I claim these fill out a 2×2 square. E.g.:
Foresight + grading/reward in the environment: E.g. my “wireheading” example (1) above, involving a foresighted and carefully-planned treacherous turn
Foresight + grading/reward is exogenous: E.g. my “specification gaming” example (2) above, involving a foresighted and carefully-planned treacherous turn
Not-foresight + grading/reward in the environment: E.g. Policy-optimization RL leads to a policy that wireheads a little bit randomly, which leads to a policy that wireheads more, and more etc., until it generalizes that behavior into reliably setting reward very high and preventing anyone from changing it.
Not-foresight + grading/reward is exogenous: E.g. Policy-optimization RL leads to a policy that specification-games a little bit randomly, which leads to a policy that specification-games more, and more etc., until it’s reliably credibly threatening the person to do cardio training on pain of death.
Whereas you seem to be lumping them together: (A) = foresight + grading/reward in the environment, (B) = Not-foresight + grading/reward is exogenous.
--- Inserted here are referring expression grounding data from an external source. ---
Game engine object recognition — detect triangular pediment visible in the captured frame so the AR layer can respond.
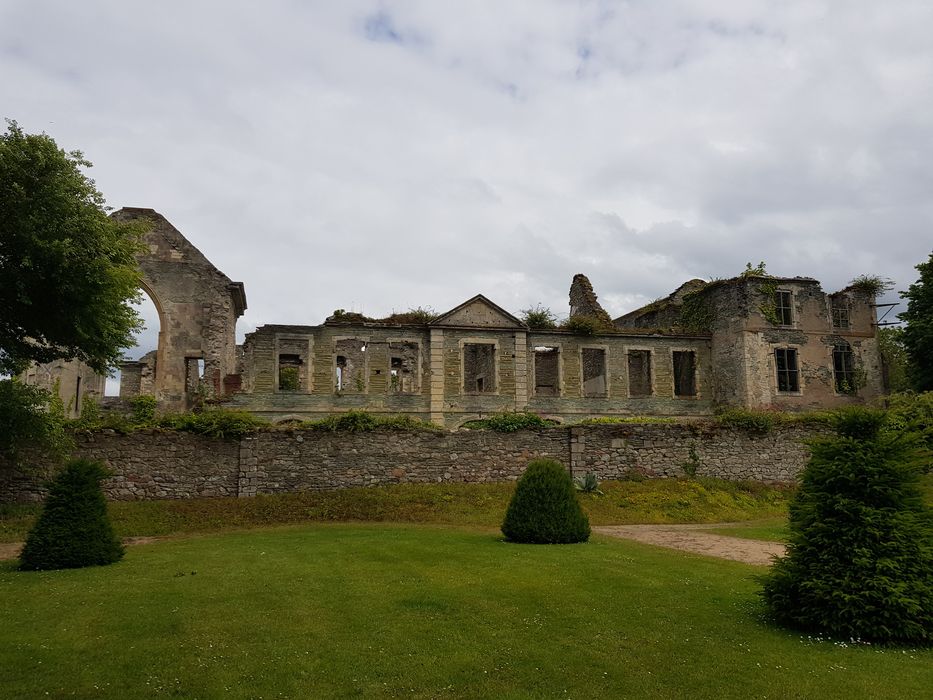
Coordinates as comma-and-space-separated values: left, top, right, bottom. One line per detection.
431, 295, 526, 329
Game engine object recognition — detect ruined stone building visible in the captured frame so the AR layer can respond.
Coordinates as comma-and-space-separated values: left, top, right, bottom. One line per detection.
25, 209, 886, 425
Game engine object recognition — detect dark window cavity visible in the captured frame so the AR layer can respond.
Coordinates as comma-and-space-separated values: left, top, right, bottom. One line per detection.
463, 343, 496, 393
775, 348, 800, 392
627, 350, 652, 397
581, 348, 607, 398
831, 300, 850, 329
278, 353, 302, 391
833, 342, 857, 394
775, 290, 793, 326
672, 351, 697, 397
335, 339, 367, 393
534, 346, 560, 396
389, 341, 419, 394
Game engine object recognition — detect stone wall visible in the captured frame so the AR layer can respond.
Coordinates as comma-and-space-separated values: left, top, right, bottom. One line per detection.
0, 423, 818, 503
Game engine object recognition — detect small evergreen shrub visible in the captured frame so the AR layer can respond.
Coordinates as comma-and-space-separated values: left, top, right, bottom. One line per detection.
502, 459, 591, 544
19, 459, 124, 571
761, 406, 933, 645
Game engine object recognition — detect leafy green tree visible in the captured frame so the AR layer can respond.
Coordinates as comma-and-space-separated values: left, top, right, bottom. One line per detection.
0, 378, 71, 465
502, 459, 591, 544
19, 458, 124, 571
878, 327, 910, 393
761, 408, 933, 645
900, 251, 933, 392
0, 120, 146, 375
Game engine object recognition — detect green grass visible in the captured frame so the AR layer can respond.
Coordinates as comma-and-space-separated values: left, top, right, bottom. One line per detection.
699, 517, 790, 542
0, 477, 794, 543
1, 524, 929, 698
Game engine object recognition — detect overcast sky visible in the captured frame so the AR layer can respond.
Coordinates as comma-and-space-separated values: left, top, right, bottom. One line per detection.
3, 0, 931, 370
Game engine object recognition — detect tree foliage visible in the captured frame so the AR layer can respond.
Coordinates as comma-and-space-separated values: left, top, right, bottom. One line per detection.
0, 120, 146, 375
878, 327, 910, 393
0, 378, 71, 466
761, 407, 933, 645
900, 251, 933, 392
19, 458, 124, 571
501, 459, 591, 544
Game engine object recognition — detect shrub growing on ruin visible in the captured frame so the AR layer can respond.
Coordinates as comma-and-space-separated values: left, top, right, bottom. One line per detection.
502, 459, 591, 544
19, 459, 124, 571
158, 407, 266, 438
761, 407, 933, 645
521, 304, 558, 329
463, 412, 553, 432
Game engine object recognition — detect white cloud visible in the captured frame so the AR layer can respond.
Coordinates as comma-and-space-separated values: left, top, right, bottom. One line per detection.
2, 0, 930, 363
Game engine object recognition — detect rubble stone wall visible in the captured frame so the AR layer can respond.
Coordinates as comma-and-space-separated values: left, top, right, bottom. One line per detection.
0, 424, 818, 502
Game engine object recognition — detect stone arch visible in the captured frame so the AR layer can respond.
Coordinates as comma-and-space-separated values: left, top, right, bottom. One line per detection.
113, 208, 247, 410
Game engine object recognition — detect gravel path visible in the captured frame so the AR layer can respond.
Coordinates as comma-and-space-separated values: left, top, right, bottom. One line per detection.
595, 524, 786, 565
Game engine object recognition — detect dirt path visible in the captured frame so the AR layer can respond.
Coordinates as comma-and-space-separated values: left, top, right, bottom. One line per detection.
595, 524, 785, 565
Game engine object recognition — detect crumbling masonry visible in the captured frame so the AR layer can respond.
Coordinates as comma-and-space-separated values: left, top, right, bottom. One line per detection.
29, 209, 886, 425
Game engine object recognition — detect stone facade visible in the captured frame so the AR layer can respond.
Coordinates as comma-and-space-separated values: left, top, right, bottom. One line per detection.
0, 423, 819, 503
20, 209, 885, 425
21, 358, 105, 419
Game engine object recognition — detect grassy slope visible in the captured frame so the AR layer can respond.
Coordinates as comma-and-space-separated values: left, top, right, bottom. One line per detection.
1, 525, 929, 699
0, 477, 794, 543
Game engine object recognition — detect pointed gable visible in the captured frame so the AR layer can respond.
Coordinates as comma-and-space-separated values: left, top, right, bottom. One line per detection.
431, 295, 526, 329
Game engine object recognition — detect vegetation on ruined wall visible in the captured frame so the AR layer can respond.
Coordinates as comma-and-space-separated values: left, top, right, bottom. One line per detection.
327, 306, 439, 325
561, 315, 613, 335
461, 411, 556, 432
678, 291, 717, 333
0, 121, 148, 375
520, 304, 558, 329
575, 416, 677, 425
848, 274, 895, 297
713, 407, 834, 434
277, 366, 300, 391
156, 408, 268, 439
900, 251, 933, 391
761, 407, 933, 645
0, 379, 71, 467
301, 410, 441, 433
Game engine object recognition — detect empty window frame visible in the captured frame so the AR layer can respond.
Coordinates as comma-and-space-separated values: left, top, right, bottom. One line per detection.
581, 348, 607, 397
775, 348, 800, 392
277, 353, 303, 391
534, 346, 560, 396
627, 350, 652, 397
334, 339, 367, 393
672, 351, 697, 397
831, 300, 850, 329
185, 357, 205, 395
388, 341, 420, 394
774, 290, 794, 326
833, 342, 857, 394
463, 343, 496, 393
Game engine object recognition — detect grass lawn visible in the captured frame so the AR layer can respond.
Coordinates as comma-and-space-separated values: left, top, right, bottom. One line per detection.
699, 518, 790, 542
0, 477, 794, 543
2, 524, 930, 699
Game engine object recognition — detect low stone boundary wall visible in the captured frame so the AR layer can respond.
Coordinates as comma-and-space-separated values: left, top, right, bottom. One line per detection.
0, 423, 817, 502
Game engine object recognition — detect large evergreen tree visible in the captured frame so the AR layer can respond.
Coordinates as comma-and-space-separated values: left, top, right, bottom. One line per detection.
900, 251, 933, 392
0, 120, 145, 375
761, 408, 932, 645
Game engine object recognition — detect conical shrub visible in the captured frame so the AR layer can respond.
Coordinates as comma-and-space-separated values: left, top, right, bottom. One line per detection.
502, 458, 591, 543
761, 407, 933, 645
19, 459, 124, 571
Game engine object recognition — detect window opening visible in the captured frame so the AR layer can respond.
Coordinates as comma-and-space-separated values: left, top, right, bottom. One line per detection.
388, 341, 419, 393
627, 350, 652, 397
582, 348, 607, 397
463, 343, 496, 393
74, 376, 82, 416
672, 351, 697, 397
278, 353, 302, 391
833, 343, 857, 394
775, 291, 793, 326
184, 357, 203, 395
775, 348, 800, 392
334, 339, 367, 393
831, 300, 850, 330
534, 347, 559, 396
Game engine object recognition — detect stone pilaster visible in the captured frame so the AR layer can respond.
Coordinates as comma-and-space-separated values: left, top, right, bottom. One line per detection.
429, 328, 445, 426
514, 331, 528, 411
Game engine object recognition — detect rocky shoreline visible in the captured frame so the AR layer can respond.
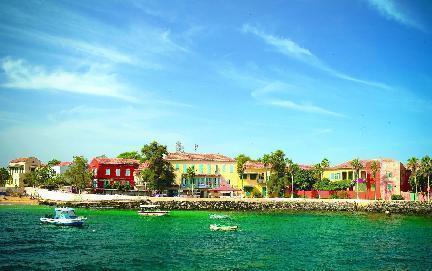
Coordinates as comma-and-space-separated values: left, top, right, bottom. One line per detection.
38, 198, 432, 215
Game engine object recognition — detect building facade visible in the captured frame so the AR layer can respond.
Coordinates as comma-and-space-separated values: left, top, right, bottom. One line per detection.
323, 158, 410, 199
242, 161, 269, 197
165, 152, 240, 197
7, 157, 42, 187
89, 158, 140, 189
51, 162, 72, 175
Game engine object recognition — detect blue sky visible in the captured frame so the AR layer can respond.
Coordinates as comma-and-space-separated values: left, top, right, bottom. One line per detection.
0, 0, 431, 166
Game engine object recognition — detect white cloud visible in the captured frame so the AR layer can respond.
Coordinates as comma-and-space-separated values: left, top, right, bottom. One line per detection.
267, 99, 344, 117
242, 24, 391, 90
366, 0, 423, 30
1, 58, 135, 101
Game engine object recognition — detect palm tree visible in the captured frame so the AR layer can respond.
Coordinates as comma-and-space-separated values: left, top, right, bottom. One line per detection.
350, 158, 364, 200
407, 157, 419, 201
370, 160, 379, 201
286, 159, 299, 199
320, 158, 330, 180
420, 156, 431, 202
236, 154, 251, 197
186, 166, 196, 197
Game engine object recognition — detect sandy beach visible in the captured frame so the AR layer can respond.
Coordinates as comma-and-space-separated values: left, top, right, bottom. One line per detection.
0, 196, 39, 205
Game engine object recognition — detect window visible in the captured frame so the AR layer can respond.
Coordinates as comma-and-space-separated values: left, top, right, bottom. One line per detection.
229, 164, 234, 173
125, 169, 130, 176
348, 171, 353, 180
331, 173, 335, 179
222, 164, 226, 172
116, 169, 121, 176
250, 174, 258, 180
106, 168, 110, 175
207, 164, 211, 174
175, 164, 179, 170
183, 164, 188, 173
215, 165, 219, 173
335, 173, 340, 180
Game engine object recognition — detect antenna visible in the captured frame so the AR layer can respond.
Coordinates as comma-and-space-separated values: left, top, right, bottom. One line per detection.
194, 144, 198, 152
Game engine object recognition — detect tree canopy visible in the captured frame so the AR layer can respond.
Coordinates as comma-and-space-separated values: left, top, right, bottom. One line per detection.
140, 141, 175, 191
117, 151, 142, 160
235, 154, 251, 177
262, 150, 288, 197
63, 156, 93, 192
0, 167, 10, 186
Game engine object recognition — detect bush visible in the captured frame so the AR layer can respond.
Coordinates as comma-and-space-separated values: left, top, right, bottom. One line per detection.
330, 193, 339, 199
391, 194, 404, 200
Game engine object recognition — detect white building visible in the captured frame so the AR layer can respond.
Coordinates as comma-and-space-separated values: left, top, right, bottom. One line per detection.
51, 162, 72, 175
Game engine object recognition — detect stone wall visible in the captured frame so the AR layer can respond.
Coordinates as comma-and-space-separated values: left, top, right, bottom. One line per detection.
38, 198, 432, 215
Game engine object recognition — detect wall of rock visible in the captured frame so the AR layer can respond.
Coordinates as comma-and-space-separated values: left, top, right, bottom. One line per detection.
38, 199, 432, 215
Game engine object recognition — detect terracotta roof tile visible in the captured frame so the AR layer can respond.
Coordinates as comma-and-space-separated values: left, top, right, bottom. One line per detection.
59, 162, 72, 166
92, 157, 140, 165
165, 152, 235, 162
9, 157, 30, 163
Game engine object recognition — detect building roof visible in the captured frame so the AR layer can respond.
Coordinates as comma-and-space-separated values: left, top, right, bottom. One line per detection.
92, 157, 140, 165
299, 164, 314, 170
9, 157, 40, 164
244, 161, 267, 169
59, 162, 72, 167
330, 159, 379, 170
165, 152, 235, 162
137, 162, 150, 170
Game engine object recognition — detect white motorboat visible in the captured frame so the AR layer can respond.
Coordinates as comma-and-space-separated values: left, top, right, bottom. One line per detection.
210, 224, 238, 231
40, 208, 87, 227
210, 214, 230, 219
138, 204, 169, 216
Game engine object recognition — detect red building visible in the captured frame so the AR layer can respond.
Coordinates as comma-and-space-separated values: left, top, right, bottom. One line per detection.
89, 158, 140, 189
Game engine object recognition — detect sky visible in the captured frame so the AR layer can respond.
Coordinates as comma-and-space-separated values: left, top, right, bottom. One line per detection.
0, 0, 431, 167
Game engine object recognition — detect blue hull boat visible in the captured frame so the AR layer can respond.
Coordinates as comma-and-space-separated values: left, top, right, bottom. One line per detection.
40, 208, 86, 227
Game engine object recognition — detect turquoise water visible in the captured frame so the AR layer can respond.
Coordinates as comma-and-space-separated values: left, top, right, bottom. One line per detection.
1, 205, 432, 270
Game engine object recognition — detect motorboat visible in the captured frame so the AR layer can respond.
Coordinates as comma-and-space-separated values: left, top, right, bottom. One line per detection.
210, 214, 230, 219
210, 224, 238, 231
138, 204, 169, 216
40, 207, 86, 227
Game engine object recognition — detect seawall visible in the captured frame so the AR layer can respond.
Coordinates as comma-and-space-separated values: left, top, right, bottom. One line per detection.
38, 198, 432, 215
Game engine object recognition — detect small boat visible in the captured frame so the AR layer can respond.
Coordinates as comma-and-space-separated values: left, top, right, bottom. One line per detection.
210, 224, 238, 231
210, 214, 230, 219
138, 204, 169, 216
40, 208, 86, 227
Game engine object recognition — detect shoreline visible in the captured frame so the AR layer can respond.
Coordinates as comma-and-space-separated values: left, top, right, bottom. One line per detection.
0, 196, 39, 205
36, 197, 432, 215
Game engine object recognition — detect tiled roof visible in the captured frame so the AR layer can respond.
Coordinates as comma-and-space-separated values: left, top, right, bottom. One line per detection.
299, 164, 313, 170
92, 157, 140, 165
10, 157, 30, 163
138, 162, 150, 170
244, 161, 267, 169
59, 162, 72, 166
165, 152, 235, 162
330, 159, 377, 169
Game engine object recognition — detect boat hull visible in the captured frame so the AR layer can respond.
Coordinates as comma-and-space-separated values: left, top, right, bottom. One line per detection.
138, 211, 169, 216
210, 224, 238, 231
40, 218, 85, 227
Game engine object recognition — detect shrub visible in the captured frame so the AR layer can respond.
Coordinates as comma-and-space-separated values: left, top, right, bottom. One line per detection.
391, 194, 404, 200
330, 193, 339, 199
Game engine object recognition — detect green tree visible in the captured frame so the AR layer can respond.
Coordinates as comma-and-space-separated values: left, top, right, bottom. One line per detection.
420, 155, 432, 202
350, 158, 364, 199
407, 157, 419, 201
262, 150, 288, 197
236, 154, 251, 194
140, 141, 175, 192
117, 151, 142, 160
186, 166, 196, 196
320, 158, 330, 180
370, 160, 379, 200
47, 159, 61, 166
23, 166, 56, 188
294, 169, 316, 192
0, 167, 10, 187
286, 159, 299, 198
313, 163, 323, 181
64, 156, 93, 193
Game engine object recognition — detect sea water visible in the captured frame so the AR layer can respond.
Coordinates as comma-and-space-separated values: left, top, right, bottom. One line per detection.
1, 205, 431, 270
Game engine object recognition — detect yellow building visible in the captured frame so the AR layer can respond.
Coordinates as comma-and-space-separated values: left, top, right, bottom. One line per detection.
241, 161, 269, 197
7, 157, 42, 187
165, 152, 241, 197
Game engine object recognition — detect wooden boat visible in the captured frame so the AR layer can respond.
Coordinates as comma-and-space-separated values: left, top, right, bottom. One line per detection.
138, 204, 169, 216
210, 224, 238, 231
40, 208, 86, 227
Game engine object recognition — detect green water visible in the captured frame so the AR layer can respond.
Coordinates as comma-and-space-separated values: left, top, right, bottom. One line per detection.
1, 205, 431, 270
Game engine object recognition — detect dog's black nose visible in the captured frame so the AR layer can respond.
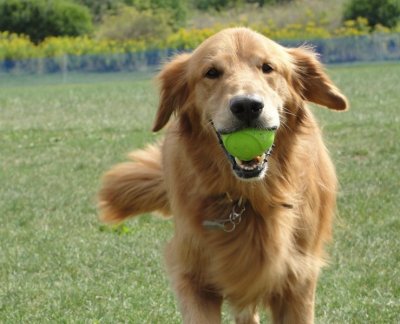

Right? Or if I’m misunderstanding, can you clarify?
Nice writeup! My main takeaway is that reward-seeking offers a path of least resistance (i.e. efficient gradient updates) if it transfers better than the local skills are learnable. Towards establishing an “exact science” of alignment, maybe a bound can be found between $\alpha^{(z)}$ and $C^{(x,y)}$?
As far as treatment options, it seems to me that the reward-seeking behavior doesn’t arrive necessarily, rather it is the easiest sufficient meta-heuristic that leads to higher reward. This probably occurs when the reward function is conditioned on the result only, so a band-aid fix would be to reward responses that are “on task” or not meta-gaming the environments.